Doctors studied the brain of a father of two who became the youngest patient in the world to have suffered a stroke from a coronavirus.
Omar Taylor, 31, spent six weeks at Colchester General Hospital with coronavirus, pneumonia, sepsis, respiratory failure and stroke.
when he was released from the hospital.
Mr Taylor said he hoped his case could benefit future treatment of patients.
The case has helped doctors understand the effects of the virus on the brain.
Stroke consultant Dr Joseph Ngeh looked after Mr Taylor and co-authored the report for the British Journal of Hospital Medicine.

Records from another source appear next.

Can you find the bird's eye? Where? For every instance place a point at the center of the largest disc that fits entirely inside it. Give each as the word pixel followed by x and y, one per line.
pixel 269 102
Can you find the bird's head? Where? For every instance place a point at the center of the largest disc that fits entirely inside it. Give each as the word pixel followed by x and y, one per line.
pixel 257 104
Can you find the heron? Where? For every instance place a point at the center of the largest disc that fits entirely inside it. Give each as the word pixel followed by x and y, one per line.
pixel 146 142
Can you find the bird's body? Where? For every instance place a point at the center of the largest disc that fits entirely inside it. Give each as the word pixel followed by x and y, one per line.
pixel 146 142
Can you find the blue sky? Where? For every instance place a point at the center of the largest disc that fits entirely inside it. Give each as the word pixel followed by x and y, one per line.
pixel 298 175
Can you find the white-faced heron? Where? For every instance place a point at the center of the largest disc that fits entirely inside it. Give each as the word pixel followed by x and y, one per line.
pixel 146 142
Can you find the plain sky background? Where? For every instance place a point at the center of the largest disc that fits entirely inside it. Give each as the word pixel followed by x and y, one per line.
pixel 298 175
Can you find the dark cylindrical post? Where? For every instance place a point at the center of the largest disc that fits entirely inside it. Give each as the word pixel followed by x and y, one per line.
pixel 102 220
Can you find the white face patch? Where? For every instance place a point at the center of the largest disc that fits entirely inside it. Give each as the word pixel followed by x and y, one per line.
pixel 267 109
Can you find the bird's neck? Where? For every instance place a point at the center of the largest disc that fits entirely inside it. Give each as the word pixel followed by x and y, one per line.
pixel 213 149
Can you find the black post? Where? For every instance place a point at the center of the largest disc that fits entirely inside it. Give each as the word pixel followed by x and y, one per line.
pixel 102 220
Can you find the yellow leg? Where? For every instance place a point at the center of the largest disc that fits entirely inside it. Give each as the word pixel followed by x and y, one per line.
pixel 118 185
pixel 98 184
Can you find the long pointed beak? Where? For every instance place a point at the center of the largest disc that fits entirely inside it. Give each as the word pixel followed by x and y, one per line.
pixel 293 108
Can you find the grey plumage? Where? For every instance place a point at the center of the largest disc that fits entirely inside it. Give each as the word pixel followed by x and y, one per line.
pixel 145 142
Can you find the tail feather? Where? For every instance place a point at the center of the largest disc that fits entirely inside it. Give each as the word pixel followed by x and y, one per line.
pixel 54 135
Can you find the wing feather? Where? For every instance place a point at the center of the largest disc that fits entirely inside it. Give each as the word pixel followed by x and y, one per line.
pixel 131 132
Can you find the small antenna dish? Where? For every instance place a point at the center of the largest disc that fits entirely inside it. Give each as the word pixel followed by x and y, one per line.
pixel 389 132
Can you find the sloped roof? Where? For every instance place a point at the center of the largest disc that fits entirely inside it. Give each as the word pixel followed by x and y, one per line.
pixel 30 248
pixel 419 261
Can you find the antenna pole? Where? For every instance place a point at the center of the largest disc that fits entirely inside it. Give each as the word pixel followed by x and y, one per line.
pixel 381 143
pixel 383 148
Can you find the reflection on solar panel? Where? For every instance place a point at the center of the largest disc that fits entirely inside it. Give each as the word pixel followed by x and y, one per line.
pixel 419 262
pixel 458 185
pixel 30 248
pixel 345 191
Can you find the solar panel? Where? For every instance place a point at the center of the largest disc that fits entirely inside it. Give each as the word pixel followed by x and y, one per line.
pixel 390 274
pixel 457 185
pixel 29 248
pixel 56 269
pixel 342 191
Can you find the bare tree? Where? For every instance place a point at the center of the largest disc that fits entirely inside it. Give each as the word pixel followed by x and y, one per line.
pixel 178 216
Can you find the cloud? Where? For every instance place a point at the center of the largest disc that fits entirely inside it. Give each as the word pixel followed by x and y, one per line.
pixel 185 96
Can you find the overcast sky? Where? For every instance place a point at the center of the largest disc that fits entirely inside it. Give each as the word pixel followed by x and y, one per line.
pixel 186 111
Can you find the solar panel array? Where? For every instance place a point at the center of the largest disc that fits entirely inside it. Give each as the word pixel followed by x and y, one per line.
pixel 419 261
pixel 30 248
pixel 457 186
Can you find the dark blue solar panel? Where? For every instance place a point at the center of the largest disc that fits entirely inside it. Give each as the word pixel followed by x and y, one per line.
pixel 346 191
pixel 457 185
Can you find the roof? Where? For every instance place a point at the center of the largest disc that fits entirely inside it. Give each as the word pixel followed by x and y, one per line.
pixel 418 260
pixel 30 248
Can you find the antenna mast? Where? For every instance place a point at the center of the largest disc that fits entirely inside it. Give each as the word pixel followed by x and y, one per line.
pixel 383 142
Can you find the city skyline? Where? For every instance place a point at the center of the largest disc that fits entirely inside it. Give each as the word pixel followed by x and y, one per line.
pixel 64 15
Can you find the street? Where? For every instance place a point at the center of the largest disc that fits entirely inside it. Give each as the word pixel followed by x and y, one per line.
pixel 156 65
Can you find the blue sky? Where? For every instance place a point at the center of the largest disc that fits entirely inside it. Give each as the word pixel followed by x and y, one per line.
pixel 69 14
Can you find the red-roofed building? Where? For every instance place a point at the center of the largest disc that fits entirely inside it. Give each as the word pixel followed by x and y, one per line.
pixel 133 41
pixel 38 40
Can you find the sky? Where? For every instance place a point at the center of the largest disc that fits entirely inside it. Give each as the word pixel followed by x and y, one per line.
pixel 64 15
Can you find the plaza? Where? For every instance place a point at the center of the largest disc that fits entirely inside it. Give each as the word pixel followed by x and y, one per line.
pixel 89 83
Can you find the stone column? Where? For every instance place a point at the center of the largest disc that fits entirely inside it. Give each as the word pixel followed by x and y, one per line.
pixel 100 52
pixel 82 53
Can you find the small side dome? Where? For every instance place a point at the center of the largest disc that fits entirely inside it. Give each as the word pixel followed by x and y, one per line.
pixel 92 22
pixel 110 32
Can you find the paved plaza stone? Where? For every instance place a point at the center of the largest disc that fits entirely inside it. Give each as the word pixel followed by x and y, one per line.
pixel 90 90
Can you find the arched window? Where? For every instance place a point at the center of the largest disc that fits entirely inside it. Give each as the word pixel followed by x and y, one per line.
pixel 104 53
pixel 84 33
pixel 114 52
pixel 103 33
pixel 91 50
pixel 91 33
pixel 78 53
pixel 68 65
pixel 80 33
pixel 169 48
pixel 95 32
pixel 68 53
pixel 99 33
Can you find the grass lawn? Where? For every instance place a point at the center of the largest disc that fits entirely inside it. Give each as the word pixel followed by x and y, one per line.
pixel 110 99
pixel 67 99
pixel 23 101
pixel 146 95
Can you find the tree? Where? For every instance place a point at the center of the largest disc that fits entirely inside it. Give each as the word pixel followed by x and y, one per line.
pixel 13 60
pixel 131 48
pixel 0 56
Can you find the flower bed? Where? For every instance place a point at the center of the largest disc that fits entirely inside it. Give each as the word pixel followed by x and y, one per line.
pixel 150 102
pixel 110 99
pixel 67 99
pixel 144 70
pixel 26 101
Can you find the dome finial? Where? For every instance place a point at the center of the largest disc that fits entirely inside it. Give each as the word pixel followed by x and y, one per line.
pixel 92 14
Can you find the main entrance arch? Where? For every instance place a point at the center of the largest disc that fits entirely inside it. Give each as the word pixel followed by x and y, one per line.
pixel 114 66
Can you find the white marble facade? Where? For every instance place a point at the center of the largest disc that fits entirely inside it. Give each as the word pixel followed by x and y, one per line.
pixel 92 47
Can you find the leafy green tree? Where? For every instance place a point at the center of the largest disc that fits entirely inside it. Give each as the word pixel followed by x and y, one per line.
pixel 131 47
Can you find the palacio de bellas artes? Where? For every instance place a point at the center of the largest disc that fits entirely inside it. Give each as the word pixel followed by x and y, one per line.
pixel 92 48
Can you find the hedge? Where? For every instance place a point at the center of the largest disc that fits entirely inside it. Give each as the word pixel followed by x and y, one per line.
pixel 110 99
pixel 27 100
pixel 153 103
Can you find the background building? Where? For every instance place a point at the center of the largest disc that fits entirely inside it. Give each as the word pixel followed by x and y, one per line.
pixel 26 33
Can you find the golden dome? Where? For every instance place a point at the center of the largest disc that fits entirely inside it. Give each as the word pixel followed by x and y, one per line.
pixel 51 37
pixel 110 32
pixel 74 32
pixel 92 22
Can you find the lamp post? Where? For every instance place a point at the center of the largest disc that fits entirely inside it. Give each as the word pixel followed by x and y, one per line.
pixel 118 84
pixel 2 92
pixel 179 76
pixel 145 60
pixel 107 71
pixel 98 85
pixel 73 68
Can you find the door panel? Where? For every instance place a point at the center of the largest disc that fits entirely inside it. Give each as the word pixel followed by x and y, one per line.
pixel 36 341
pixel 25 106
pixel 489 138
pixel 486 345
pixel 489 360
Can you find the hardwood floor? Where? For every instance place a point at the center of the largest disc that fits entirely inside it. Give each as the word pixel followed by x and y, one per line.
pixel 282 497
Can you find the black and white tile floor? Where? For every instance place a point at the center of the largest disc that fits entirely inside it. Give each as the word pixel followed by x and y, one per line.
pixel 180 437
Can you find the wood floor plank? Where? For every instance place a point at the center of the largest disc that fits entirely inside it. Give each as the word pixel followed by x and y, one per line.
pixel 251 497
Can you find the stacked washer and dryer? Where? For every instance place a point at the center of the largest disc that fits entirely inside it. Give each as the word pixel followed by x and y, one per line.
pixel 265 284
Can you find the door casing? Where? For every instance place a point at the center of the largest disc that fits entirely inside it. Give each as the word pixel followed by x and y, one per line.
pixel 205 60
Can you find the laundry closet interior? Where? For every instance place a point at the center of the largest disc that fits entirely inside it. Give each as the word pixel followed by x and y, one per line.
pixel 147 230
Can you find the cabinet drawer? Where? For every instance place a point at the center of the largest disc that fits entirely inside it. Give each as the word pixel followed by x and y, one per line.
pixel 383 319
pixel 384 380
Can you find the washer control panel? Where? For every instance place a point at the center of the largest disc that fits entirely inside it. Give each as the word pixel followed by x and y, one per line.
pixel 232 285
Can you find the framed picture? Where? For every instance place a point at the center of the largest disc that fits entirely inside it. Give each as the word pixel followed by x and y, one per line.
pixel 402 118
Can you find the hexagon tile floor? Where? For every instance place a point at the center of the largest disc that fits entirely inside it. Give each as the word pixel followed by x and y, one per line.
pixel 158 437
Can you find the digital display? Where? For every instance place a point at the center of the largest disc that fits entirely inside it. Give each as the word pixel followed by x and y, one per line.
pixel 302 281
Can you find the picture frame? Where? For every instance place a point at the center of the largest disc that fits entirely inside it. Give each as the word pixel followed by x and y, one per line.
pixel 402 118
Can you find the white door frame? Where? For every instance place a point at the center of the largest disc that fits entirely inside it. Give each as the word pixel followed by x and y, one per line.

He said he hoped it would increase awareness of the potential risk of Covid-19 patients having a stroke.
“Omar is the youngest patient we have found in the medical literature to have had a stroke caused by the virus,” he said.
“His case is very intriguing and I will remember it for the rest of my life.
“We are learning more about the virus every day and now we know that it can cause an inflammatory response that can lead to stroke, even for very young patients, like Omar.
Mr Taylor’s brain imaging showed unusual features in such a young patient who had no risk factors for stroke, he added, with “several micro-bleeds” suggesting a “storm. cytokines ”induced by Covid-19.
“He had the most serious stroke you could have and his brain was under attack from both sides,” said Dr Ngeh. “The vast majority of patients would need 24 hour care after this type of stroke. “
Mr Taylor of the BBC: “I am very happy that the medical team has taken such an interest in my case and I hope that this may benefit doctors in the future when treating patients who are in such a condition. review similar to me and save lives like they did for me. ”
He spent 20 days on a ventilator in intensive care before being transferred to the stroke unit and eventually discharged.
A fundraising page created by a friend has raised almost £ 19,000, which the family is using to fund daily therapy sessions at the home in Rowhedge, near Colchester.
His wife Kaitlyn, who trained as a nurse at the hospital, said she was “incredibly proud” of him.
Mr Taylor ended up with a weak right hand and limited speech, but he “really improved” and “works really hard,” she said.
He hopes to resume his role as Regional Director of Care UK soon.